The GPS assay ascertains the expression levels of 17 genes — 12 are cancer-related, and 5 are controls — in mRNA extracted from tumor biopsies, and produces a score from 0 to 100 to indicate the aggressiveness of the tumor. According to current National Comprehensive Cancer Network (NCCN) and American Society for Clinical Oncology (ASCO) guidelines, the test may be offered to patients who have been newly diagnosed with low-risk or favorable intermediate-risk disease, and could help a physician determine if active surveillance or a more aggressive therapy would be the best clinical course for a patient.2,3
The new research aimed to understand whether the GPS assay could also be useful in men diagnosed with unfavorable intermediate-risk disease. In these patients, the decision whether more aggressive treatment is warranted is a more complicated one.

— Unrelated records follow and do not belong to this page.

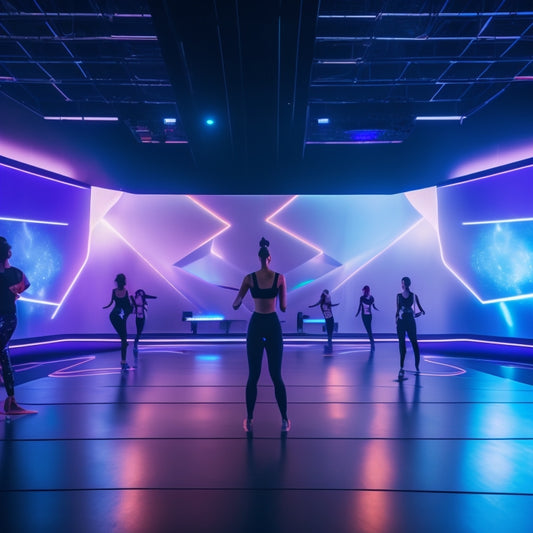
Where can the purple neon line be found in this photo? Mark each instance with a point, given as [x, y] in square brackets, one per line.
[78, 274]
[380, 253]
[33, 301]
[502, 221]
[467, 181]
[31, 221]
[293, 235]
[291, 339]
[44, 177]
[443, 14]
[353, 142]
[142, 257]
[213, 214]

Dr Cullen and colleagues undertook a statistical analysis of GPS data collected from 2 previously studied cohorts of men with intermediate-risk disease who had been treated with radical prostatectomy.4,5 One cohort included patients treated at 2 US military medical centers. This was more diverse than the second cohort, which comprised a number of patients treated within the Kaiser Permanente Northern California system. Otherwise, the 2 cohorts were similar save for small differences, Dr Cullen explained. Taken together, there were 175 individuals with unfavorable, intermediate-risk disease.
The authors found that when GPS scores were assessed as dichotomous values (either above or below 40), they could be used as predictors of the time to biochemical recurrence of disease (BCR), development of distant metastases (DM), and prostate-specific death (PCD) after surgery.
For instance, men with GPS scores lower than 40 had BCR rates similar to patients with favorable, intermediate-risk disease, and their 10-year risk of BCR was around 12%. However, patients with GPS scores higher than 40 had BCR rates similar to those with high-risk prostate cancer, with most projected to experience BCR within 10 years.